蛇足になりますが、セガでは「Hedgehog Engine」(ヘッジホッグエンジン)と呼ばれるライブラリを整備していて、Mirage(描写エンジン)、Universe(フレームワーク)、Wisdom(AI系ライブラリ)の主要ライブラリに加えて、ツールとして、GIレンダラー、分散解析支援ツール、モデルビュアー、カットシーンエディタ、パーティクルエディタ、テクスチャ内GI計算機などを独自に用意しているそうです。



また、レベルデザインにおいても、3dsMaxで簡易マップを作成(ルートなど簡単なもの)、それを実機に組み込んでオブジェクトの配置や動作確認を行った上で、最後にデザイナーがデザインするという手法がとられているそうです。これによって制作後の変更を最小限に抑え、GIの再計算の手間などを省くようになっているということです。

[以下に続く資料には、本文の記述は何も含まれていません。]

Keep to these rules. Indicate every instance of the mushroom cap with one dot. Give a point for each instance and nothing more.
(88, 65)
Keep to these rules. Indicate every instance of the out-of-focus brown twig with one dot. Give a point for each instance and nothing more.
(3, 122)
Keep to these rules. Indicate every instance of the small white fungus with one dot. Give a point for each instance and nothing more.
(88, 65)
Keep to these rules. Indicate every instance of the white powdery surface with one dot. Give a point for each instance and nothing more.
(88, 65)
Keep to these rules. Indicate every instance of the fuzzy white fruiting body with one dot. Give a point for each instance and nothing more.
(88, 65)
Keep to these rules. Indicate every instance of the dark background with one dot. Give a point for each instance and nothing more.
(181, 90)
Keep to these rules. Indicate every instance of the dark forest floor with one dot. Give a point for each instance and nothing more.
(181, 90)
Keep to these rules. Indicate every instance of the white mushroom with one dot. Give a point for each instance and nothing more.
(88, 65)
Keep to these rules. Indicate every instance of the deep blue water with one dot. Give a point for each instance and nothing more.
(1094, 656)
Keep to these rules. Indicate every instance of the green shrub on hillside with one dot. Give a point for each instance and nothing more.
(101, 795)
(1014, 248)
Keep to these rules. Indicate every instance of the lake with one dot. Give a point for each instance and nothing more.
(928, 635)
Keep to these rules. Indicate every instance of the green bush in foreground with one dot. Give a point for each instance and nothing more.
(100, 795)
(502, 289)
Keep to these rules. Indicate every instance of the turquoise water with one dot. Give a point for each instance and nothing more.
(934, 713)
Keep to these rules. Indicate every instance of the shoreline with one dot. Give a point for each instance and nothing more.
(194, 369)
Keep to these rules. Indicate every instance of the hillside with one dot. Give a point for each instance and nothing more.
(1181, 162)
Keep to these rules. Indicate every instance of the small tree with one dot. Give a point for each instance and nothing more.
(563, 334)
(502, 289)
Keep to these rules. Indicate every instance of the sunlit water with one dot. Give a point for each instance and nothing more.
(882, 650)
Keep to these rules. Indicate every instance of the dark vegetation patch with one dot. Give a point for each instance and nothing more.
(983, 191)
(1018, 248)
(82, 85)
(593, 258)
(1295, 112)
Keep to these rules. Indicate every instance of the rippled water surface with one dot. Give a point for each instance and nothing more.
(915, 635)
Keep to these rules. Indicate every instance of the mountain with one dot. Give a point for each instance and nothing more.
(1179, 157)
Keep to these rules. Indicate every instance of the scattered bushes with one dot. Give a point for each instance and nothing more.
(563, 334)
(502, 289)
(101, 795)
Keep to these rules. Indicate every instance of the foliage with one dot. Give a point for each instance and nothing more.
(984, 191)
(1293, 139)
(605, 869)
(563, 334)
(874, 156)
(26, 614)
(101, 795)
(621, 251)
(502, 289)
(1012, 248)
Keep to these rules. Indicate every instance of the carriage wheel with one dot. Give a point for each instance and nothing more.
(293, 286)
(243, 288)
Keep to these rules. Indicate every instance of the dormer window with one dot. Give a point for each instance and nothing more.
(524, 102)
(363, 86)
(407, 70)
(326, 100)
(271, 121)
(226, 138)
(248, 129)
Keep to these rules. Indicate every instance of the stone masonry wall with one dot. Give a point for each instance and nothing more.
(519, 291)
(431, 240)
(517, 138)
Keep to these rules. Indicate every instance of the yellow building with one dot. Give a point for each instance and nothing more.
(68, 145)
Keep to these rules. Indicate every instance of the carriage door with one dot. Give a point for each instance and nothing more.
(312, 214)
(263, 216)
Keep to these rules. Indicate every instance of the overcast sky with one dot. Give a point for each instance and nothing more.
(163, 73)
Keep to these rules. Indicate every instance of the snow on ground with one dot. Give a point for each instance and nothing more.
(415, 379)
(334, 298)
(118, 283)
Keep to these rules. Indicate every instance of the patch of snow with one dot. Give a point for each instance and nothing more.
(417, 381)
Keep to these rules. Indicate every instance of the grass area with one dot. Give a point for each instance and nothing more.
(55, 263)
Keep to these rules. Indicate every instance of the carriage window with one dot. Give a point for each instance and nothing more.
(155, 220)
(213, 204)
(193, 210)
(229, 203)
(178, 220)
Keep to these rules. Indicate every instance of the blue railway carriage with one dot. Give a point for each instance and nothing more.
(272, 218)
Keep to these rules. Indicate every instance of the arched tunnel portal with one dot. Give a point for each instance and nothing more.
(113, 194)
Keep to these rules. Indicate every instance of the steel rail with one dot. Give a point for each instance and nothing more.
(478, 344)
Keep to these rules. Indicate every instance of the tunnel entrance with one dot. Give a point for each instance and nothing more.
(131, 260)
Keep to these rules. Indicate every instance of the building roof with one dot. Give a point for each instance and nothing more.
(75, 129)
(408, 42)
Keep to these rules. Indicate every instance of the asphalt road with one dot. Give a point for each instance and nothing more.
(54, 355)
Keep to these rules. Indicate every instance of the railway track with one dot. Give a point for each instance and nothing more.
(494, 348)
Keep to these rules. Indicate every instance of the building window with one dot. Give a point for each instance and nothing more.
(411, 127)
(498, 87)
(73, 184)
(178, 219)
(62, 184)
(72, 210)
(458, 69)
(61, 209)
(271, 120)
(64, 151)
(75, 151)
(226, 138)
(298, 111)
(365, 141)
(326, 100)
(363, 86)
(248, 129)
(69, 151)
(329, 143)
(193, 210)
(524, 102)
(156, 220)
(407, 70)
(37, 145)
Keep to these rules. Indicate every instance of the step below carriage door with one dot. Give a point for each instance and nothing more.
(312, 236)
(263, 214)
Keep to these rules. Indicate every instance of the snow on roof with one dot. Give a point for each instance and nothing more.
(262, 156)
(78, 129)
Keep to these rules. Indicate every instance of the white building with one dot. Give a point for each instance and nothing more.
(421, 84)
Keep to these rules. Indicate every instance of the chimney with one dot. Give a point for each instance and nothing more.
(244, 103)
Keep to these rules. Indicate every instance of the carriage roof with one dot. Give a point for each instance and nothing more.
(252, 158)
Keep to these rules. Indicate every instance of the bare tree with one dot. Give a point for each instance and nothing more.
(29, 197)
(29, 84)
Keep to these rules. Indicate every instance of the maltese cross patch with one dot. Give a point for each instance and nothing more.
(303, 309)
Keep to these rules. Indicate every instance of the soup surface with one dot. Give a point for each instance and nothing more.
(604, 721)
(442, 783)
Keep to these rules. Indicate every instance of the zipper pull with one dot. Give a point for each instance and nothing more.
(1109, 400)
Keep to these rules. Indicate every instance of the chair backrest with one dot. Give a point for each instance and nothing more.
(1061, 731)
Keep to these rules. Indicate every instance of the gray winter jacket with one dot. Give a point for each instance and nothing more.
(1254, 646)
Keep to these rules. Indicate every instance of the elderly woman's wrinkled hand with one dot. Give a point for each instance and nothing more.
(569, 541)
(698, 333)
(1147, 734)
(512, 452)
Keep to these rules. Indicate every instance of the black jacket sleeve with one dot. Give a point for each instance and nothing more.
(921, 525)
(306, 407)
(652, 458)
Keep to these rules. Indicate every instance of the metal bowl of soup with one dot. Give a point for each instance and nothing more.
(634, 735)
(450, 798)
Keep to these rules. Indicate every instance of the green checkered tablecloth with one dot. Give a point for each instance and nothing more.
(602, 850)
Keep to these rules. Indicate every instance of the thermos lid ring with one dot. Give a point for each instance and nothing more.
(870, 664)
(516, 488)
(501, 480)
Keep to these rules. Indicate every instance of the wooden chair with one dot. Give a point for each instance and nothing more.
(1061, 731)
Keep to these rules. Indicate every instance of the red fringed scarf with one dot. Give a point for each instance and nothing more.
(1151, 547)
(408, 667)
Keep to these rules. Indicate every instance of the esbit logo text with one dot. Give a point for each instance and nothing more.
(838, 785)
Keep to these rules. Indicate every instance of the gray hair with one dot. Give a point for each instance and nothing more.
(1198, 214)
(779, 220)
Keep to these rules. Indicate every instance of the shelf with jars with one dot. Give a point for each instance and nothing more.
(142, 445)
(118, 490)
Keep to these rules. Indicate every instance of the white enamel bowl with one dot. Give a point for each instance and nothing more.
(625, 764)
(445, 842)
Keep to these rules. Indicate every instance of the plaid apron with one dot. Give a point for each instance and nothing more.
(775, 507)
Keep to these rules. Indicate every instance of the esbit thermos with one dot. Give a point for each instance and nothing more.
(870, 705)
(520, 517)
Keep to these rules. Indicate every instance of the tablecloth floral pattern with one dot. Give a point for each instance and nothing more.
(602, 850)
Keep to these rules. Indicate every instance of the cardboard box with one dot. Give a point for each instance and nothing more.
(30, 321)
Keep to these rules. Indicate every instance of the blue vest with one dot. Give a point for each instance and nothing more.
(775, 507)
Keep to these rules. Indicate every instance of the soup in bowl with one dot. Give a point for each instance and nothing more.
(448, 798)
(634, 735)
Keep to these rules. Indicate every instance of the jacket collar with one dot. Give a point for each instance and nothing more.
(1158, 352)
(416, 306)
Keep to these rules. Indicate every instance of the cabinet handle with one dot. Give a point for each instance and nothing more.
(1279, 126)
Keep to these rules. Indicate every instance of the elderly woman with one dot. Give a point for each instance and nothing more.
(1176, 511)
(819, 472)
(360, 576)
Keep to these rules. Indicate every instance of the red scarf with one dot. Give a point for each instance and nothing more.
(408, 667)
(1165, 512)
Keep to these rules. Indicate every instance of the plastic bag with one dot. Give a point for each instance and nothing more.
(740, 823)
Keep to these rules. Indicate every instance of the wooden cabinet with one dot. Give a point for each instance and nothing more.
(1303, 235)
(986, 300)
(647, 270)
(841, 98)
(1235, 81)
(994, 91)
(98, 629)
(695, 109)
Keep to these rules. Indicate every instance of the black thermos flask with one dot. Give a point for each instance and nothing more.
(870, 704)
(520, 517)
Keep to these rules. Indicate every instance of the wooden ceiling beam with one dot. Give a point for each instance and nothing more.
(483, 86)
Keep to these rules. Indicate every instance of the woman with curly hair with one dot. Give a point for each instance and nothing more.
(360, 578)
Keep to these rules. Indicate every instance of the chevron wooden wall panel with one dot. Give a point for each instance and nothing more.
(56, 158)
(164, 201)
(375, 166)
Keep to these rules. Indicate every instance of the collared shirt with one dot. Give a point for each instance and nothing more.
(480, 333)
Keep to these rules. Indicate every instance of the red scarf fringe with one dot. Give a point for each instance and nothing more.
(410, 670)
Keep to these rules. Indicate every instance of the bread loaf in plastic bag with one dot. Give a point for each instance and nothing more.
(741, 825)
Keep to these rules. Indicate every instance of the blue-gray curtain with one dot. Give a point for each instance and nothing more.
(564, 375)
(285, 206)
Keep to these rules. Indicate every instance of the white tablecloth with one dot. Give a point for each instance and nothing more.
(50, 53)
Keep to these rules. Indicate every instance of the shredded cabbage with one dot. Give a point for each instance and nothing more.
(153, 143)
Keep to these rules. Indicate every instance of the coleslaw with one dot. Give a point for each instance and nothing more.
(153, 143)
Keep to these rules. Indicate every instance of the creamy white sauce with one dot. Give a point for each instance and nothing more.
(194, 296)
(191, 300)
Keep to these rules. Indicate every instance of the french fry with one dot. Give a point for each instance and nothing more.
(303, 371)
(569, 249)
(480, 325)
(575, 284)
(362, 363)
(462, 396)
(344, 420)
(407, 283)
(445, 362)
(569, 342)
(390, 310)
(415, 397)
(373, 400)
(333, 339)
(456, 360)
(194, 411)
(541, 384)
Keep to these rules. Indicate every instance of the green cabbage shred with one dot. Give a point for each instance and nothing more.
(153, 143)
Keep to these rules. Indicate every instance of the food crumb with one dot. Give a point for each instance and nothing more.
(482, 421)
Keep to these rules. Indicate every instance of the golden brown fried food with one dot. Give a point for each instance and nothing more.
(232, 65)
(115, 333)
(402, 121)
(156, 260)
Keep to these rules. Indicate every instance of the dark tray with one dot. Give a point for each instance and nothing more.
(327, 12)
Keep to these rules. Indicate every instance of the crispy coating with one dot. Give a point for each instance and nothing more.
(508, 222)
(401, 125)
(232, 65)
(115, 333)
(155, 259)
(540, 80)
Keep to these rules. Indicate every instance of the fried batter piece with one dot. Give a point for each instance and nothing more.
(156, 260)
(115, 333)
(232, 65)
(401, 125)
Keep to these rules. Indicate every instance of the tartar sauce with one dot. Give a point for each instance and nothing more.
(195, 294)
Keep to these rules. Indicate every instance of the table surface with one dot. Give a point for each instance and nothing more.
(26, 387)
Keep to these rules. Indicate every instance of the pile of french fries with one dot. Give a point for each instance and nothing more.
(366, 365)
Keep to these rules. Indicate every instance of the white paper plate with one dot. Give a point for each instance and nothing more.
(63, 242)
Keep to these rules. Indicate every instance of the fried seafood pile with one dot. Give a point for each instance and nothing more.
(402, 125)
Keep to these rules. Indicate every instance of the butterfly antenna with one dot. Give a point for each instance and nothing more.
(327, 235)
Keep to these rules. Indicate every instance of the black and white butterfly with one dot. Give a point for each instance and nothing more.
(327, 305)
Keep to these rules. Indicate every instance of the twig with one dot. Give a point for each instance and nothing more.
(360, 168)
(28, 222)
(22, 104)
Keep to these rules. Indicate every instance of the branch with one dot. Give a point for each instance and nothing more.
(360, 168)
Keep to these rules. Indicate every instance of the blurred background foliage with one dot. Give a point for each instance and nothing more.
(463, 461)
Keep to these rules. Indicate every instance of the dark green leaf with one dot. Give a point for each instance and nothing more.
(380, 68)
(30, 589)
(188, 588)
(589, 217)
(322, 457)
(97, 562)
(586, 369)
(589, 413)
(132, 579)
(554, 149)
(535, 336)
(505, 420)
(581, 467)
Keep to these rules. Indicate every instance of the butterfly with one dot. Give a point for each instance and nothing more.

高速で移動するソニックというキャラクターで、最先端のCG手法を活用するという困難な課題についての講演でしたが、非常に注目は高く、約200人収容の部屋に入りきれず、隣の部屋で映像中継がされるという形になりました。ゲームはあと1か月程度でマスターアップを迎える大変な時期だったようですが、興味深いテーマで多くの開発者の参考になったのではないでしょうか。